Our analysis emphasizes the mutually constitutive relationship between knowledge production and IS in the age of data-intensive, ‘open’, large-scale research, thus challenging the idea of IS as a mere remedy to ‘disturbances’ – such as politics, ethics and hacking attempts – perceived as extraneous to science. In so doing, we take inspiration both from the long-standing tradition in information security literature to associate IS with the preservation of data confidentiality, integrity and accessibility, which is compatible with concerns around data re-use, and from seminal STS work on the boundaries between science, policy and social engagement and the many forms of co-production informing the practices and outcomes of research.

In what follows, we document cases in which security regimes are used to contribute and shape the processes and outcomes of biomedical knowledge production, for instance by prompting researchers to critically question their expectations with regard to data sources, formats, necessary metadata and potential uses, to forge new collaborations, and to account for the wider social context of the research in ways that may enhance the re-usability of data and help prevent future problems.4 We focus on the ways in which the complex socio-technical systems of data management operate in response to IS issues; the ways in which data are circulated and re-used in research projects conducted through the infrastructures; and the difference that taking account of IS regimes makes to set-up and outcomes of research projects. We argue that EIS and IIS are not necessarily in conflict with each other: The tensions between these two forms of IS derive from the ways in which researchers and the institutional settings within which they work tackle the division of scientific labour, often rendering data management strategies vulnerable to technical innovations, public controversies or regulatory shifts. When EIS and IIS are combined at all stages of the research process, the loss of freedom related to specific implementations of IS is balanced by the broader applicability and social responsiveness of the data management strategies being devised.

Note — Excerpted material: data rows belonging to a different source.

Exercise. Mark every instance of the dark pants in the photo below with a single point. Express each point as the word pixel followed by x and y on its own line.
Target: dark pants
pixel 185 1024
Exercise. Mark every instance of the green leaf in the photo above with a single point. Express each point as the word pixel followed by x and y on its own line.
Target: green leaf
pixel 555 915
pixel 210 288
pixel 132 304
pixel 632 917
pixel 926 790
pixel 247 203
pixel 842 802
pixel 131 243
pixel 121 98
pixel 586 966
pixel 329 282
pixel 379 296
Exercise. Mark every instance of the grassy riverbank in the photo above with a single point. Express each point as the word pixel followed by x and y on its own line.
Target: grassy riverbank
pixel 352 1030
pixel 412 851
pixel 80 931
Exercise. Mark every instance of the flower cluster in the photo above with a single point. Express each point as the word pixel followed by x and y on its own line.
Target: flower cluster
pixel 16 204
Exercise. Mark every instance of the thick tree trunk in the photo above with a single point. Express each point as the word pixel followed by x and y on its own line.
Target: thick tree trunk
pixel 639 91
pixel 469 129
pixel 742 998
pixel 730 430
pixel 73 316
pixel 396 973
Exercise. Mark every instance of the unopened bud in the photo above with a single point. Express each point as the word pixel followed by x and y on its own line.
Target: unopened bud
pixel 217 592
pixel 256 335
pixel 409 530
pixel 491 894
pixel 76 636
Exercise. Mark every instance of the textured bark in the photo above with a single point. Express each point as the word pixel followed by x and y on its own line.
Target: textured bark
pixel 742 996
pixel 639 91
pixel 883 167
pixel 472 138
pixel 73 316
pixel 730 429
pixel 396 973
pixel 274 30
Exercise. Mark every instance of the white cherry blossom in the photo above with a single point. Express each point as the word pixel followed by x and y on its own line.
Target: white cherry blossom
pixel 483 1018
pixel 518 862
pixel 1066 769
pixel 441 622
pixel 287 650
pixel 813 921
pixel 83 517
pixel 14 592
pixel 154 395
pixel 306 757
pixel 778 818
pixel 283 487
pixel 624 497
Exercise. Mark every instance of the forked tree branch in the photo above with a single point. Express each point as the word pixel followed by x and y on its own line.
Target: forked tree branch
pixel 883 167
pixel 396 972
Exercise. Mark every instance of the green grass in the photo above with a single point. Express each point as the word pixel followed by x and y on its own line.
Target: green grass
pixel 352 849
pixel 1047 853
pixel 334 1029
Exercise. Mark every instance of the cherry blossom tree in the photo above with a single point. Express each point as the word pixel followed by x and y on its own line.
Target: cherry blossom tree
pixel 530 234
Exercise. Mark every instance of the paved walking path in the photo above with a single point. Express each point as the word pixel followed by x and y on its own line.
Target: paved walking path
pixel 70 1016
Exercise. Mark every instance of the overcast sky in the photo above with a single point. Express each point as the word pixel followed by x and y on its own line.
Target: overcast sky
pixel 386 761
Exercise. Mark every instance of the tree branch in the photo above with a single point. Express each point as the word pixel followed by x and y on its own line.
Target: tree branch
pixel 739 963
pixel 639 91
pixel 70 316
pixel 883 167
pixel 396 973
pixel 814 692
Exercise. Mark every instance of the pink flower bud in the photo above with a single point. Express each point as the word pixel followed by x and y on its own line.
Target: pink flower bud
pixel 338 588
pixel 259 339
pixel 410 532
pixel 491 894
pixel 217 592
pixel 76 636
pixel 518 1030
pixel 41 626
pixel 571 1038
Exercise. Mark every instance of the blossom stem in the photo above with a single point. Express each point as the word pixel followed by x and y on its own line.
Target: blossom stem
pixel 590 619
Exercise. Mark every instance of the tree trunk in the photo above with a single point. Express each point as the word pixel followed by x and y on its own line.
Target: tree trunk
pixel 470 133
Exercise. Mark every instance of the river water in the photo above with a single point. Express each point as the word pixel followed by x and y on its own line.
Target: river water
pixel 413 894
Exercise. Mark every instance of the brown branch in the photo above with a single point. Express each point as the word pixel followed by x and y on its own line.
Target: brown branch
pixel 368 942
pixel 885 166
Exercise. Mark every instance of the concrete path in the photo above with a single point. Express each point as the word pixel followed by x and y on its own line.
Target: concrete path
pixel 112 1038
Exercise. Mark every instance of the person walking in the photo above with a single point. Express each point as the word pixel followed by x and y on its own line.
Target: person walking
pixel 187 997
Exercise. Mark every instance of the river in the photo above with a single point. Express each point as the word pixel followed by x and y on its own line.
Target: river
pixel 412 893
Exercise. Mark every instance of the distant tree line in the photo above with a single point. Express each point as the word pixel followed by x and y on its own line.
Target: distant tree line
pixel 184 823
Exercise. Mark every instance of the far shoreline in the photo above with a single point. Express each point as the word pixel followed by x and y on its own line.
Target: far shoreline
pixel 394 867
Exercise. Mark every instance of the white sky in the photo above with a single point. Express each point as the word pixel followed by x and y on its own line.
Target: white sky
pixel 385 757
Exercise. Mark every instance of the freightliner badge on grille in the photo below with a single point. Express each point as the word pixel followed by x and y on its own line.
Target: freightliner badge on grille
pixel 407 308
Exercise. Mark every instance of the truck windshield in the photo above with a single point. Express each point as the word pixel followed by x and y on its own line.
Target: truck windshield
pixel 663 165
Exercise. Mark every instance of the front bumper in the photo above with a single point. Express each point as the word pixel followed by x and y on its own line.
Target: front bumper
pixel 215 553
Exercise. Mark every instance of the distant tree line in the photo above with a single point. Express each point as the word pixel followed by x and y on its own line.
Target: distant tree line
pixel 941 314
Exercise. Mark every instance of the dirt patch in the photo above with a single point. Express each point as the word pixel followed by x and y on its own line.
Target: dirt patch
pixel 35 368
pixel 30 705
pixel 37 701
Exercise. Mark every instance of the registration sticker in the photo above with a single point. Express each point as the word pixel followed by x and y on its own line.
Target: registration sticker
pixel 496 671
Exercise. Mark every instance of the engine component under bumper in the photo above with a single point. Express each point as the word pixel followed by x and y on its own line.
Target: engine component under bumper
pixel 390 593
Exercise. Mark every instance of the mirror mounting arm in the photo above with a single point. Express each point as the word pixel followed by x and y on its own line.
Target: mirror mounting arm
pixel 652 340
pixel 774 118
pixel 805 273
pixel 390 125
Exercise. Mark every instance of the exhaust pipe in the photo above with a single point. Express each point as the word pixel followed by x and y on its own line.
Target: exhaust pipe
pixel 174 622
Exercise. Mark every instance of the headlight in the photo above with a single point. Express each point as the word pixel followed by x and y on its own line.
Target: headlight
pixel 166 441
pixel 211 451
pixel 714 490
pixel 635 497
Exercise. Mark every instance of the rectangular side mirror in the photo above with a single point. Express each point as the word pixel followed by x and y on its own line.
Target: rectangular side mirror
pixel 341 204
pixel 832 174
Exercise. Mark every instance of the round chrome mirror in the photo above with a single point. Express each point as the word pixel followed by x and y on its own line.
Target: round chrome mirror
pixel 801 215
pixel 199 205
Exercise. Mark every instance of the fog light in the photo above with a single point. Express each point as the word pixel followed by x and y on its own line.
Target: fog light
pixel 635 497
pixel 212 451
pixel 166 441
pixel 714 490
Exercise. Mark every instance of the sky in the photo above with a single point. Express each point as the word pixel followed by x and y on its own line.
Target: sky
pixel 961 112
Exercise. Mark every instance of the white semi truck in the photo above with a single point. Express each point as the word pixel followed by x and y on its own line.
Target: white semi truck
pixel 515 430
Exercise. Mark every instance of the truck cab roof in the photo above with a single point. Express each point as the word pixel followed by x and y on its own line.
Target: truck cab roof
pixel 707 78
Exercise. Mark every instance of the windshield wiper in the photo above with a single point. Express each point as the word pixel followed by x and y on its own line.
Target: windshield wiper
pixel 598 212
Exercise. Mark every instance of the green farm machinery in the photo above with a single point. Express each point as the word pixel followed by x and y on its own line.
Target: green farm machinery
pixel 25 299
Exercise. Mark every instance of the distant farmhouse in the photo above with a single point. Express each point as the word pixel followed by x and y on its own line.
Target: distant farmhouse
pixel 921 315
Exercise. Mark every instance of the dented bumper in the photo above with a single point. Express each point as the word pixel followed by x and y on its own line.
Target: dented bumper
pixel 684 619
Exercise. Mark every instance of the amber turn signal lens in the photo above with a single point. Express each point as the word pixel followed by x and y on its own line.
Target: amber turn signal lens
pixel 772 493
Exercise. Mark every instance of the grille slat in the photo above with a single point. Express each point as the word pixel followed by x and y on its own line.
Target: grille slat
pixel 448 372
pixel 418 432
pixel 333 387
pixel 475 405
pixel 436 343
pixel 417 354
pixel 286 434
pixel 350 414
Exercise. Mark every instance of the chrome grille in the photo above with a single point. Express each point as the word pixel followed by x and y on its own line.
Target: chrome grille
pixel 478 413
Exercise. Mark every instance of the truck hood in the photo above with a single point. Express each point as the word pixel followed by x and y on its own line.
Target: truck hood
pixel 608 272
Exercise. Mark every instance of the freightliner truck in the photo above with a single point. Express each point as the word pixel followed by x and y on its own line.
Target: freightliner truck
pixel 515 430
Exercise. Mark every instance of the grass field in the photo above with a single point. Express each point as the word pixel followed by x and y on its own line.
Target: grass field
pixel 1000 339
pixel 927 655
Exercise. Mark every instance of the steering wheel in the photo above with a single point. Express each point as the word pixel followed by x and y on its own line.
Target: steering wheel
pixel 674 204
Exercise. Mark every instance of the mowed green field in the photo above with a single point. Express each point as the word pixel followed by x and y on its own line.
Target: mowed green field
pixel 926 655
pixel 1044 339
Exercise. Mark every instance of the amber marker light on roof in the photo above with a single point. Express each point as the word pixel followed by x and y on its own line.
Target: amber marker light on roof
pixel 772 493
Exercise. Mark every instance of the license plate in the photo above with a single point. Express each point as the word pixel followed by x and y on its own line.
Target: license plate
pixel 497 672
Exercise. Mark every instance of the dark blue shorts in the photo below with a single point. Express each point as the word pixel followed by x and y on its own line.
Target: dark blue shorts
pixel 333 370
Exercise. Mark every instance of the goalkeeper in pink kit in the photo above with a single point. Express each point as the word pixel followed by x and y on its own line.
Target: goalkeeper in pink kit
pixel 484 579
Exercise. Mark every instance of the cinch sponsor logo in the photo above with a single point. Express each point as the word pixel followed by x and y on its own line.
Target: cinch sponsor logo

Our empirical exploration is grounded in the study of how biomedical data travel from their site of production to sites in which they are disseminated and re-used, which we call ‘data journeys’ (Leonelli, 2016a). We are particularly interested in journeys that involve a wide variety of data handling practices, and within which data are reformatted, manipulated and adapted to different technologies, habits, institutional settings and goals.5 We study ethnographically two data linkage infrastructures for biomedical research: the Secure Anonymised Information Linkage (SAIL), a Welsh databank that aims to facilitate appropriate re-use of health data derived from research and routine medical practice in the region; and the Medical and Environmental Data Mash-up Infrastructure (MEDMI), a project bringing together researchers from the University of Exeter, the London School of Hygiene and Tropical Medicine, the Met Office and Public Health England to link and analyse complex meteorological, environmental and epidemiological data. SAIL is dedicated to fostering the re-use of routine health and administrative data and other previously generated research datasets; while MEDMI is centered on the collection and re-analysis of large environmental and health datasets to foster the integration of evidence available on human health and wellbeing, and their relationship with the environment.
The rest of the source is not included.